Hi Molly..thanks for the support. The crazy schedule is what most people are combatting. And it can definately get in the way. I just keep telling my-
self that if I don't do it, I'll be so dissappointed in myself and that I will
feel so good and positive afterwards. But when the schedule does get in the way, I will try to be as active as I can at my home by either working out at home or just cleaning etc...:)
Luvs, Milfnation
milfnation
11-15-2007, 06:55 PM
Thursday 11-15-07
Today I did an hour of Yoga/Pilates in the morning.I haven't been doing it very much lately and I needed a good hard stretch with all of the training that I have been doing.I used to do yoga or pilates or a combo of both at least 2 x's per week.I felt like it really kept my back and core stay strong and helped my muscles stretch out and would aide in their recovery from the weight training.I may be full of it, but I do know that when I do do it, I stand up straighter, I get less knots in my back , I am more flexible and I down right feel awesome after!:)So I was happy to get back to my beloved yoga and pilates combo.Then tonight I ran on my treadmill at home for 30 min.I did a nice warmup for 5 and ran a steady20 min and cooled down for 5 min and did a bit more stretching in the shower.I finally weighed myself and low and behold I have not lost a pound.But I'm okay with it...wwwaaaaahhhh!!:(
Seriously though, I was surprised to not have lost any weight because I am feeling so tight and I feel much thinner.I have not taken my body fat yet.So that just goes to show you that you definately cannot rely on the blasted scale.You have to go by how you feel, because I KNOW that it will all catch up with me and I will win and lose those stubborn pounds in the end!!It's always that last 10# that wants to just hang on stay put, you know!I will prevail...I've done it before and I can do it again-damn it!:)
Luvs To All,
Milfnation
milfnation
12-15-2007, 08:17 AM
Oh my goodness...what a loser I am for not posting!!:)I have (like everyone else) been soo soo busy.
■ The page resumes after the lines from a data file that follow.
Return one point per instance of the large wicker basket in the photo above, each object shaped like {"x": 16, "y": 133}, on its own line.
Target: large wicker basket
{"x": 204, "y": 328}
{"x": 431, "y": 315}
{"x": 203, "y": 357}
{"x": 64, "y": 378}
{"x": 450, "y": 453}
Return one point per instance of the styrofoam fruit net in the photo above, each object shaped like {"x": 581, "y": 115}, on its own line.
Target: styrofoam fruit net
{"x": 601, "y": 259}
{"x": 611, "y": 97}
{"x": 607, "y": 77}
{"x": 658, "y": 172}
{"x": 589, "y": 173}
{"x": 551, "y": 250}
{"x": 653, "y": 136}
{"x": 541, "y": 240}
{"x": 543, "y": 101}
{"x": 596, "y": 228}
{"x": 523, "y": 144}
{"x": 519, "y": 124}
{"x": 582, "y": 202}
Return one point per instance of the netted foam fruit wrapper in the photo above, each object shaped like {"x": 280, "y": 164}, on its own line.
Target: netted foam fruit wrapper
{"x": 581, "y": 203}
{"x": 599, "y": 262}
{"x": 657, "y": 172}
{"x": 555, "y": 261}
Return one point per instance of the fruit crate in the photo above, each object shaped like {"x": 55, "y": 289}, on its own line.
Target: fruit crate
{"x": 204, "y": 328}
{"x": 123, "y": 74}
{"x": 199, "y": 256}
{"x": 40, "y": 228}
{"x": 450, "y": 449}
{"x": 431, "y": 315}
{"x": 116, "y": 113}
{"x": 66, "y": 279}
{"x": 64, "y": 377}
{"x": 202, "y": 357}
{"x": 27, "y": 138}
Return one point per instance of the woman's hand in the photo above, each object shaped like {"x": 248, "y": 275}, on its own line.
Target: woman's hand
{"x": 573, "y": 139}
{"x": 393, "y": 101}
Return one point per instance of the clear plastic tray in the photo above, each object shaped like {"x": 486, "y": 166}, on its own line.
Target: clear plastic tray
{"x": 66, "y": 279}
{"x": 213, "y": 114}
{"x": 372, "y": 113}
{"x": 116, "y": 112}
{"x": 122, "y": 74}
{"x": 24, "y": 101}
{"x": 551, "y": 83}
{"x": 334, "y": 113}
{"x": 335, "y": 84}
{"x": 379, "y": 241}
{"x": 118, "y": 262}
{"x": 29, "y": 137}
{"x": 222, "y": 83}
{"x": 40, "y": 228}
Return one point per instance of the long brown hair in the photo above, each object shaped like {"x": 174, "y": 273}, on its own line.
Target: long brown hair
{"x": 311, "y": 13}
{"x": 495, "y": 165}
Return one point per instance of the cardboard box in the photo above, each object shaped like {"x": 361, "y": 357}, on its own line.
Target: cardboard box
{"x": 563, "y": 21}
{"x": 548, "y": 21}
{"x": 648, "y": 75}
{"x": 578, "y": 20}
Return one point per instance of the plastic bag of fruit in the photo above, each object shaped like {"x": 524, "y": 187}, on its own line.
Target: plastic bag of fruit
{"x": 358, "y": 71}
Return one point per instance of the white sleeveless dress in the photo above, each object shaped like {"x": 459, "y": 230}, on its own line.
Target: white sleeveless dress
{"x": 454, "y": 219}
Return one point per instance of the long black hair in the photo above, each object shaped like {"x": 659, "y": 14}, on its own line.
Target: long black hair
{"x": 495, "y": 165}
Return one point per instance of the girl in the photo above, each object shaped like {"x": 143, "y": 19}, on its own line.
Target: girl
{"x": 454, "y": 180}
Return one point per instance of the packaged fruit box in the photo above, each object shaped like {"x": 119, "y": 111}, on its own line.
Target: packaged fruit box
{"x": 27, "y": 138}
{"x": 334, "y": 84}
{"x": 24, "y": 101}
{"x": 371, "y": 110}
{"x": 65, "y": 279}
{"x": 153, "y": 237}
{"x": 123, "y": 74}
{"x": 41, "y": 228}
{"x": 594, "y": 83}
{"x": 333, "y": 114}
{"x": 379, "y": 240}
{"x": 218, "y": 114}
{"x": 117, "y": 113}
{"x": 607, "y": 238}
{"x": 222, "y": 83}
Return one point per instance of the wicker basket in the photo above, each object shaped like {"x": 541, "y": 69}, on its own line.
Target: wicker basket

My workouts have been on a screwy schedule and I have just been mish mashing them in when I can get them.I luv to keep my schedule, but I also have to be willing to be unconventional sometimes to keep myself going and not get sidetracked by things like motherhood-haha.Right?I've been working out a lot at home lately because of hairy schedules etc etc. So I have been doing cardio work with dumbbell and band workouts.They get the job done and keep me going, but I do luv going to the gym to get to the heavier weights and the beautiful machines.I feel so good when I get a really challenging workout in.So I am going to try to keep up on the w/out log.And I will post my workout later today.As for now, a big sorry for being MIA for those of you who were following along, and I will return with some w/out info!HAPPY HOLIDAYS!